Hedge funds are under fire as retail traders whipped up in chat rooms charge into heavily shorted names, fueling squeezes in stocks from GameStop Corp. to AMC Entertainment Holdings Inc. Such a squeeze has prompted money managers to cut back risk broadly.
At Morgan Stanley, Monday and Tuesday ranked among the top five degrossing days for its hedge fund clients over the past decade, according to data from the firm’s prime brokerage unit.
Most-shorted shares backfired again Wednesday, with a Goldman Sachs basket of such stocks jumping 9%. The group has rallied more than 50% in January, poised for deliver the worst month for bears on record.
The broad market, however, was bleeding. The S&P 500 dropped 2.6% on Wednesday for its worst day since October. Tech giants, which hedge funds had rushed to buy before their earnings, wavered. Apple Inc. snapped a six-day winning streak. Tesla Inc. dropped 2.1%, trimming its 2021 gain to 22%.
As market volatility erupted, those betting on calm got a reckoning. The Cboe Volatility Index, a gauge of option cost tied to the S&P 500, surged the most since February 2018, bad news for investors who had piled into the short-volatility trade. Large speculators, mostly hedge funds, last week raised their bearish positions on VIX futures contracts to a 11-month high.

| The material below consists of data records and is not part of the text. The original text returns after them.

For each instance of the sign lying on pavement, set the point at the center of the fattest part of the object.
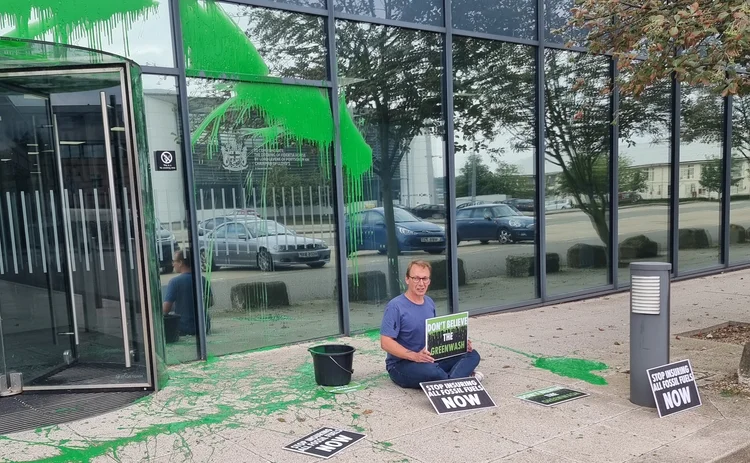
(447, 336)
(674, 388)
(457, 395)
(325, 442)
(552, 396)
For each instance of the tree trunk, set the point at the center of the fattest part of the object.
(598, 216)
(743, 374)
(394, 276)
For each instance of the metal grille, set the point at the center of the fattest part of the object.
(30, 411)
(645, 294)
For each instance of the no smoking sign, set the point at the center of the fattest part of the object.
(165, 160)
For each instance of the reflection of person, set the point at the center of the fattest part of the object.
(179, 296)
(402, 336)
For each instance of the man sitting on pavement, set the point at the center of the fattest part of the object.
(179, 297)
(402, 336)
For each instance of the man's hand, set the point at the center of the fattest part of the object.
(423, 356)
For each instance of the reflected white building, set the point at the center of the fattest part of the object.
(417, 171)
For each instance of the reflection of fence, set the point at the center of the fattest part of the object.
(306, 210)
(43, 232)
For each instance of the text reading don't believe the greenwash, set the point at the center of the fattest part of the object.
(447, 336)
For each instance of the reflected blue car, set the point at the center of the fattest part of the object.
(366, 231)
(493, 222)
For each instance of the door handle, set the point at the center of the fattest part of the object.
(115, 228)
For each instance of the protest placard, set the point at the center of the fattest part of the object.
(447, 335)
(325, 442)
(674, 387)
(457, 395)
(552, 396)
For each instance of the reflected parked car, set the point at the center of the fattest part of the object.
(208, 225)
(522, 205)
(368, 228)
(264, 244)
(429, 211)
(493, 222)
(470, 203)
(558, 204)
(627, 197)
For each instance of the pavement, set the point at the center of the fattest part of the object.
(247, 407)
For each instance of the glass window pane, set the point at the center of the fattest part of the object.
(739, 244)
(142, 33)
(265, 163)
(310, 3)
(253, 41)
(495, 143)
(516, 18)
(701, 173)
(556, 16)
(577, 170)
(391, 85)
(423, 11)
(161, 101)
(644, 178)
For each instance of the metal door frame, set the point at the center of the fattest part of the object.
(135, 217)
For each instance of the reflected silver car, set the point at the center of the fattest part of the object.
(264, 244)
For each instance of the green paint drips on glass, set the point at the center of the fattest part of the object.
(293, 115)
(71, 20)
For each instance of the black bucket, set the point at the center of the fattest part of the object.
(333, 364)
(171, 327)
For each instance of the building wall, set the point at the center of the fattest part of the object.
(261, 73)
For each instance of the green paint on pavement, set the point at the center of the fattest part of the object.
(351, 387)
(573, 368)
(565, 366)
(372, 335)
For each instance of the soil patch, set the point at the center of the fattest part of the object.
(731, 332)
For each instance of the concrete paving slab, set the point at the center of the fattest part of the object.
(599, 443)
(533, 456)
(646, 423)
(227, 452)
(456, 443)
(531, 424)
(706, 444)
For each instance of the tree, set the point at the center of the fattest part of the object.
(701, 42)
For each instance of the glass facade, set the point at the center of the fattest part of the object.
(322, 145)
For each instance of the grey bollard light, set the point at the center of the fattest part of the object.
(649, 326)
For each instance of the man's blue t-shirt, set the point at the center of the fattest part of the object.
(404, 321)
(180, 293)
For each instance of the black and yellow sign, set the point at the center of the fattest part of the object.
(674, 388)
(325, 442)
(552, 396)
(457, 395)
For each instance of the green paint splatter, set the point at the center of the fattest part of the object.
(565, 366)
(72, 20)
(573, 368)
(292, 114)
(372, 335)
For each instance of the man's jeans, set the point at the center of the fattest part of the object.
(409, 374)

To Michael Purves, a strategist and founder of Tallbacken Capital Advisors, a key question for investors is whether risk managers at hedge funds will start to take a more dominant role, forcing a further reduction in both the long and short side of their books.
“Obviously, many stocks, on both the long and short side, are ‘hedge fund hotels’ -- so one hedge fund getting squeezed can drive another hedge fund to close out their shorts (or trigger stop losses on the long side),” Purves wrote in a note. “Generally, deleveraging processes are not pleasant.”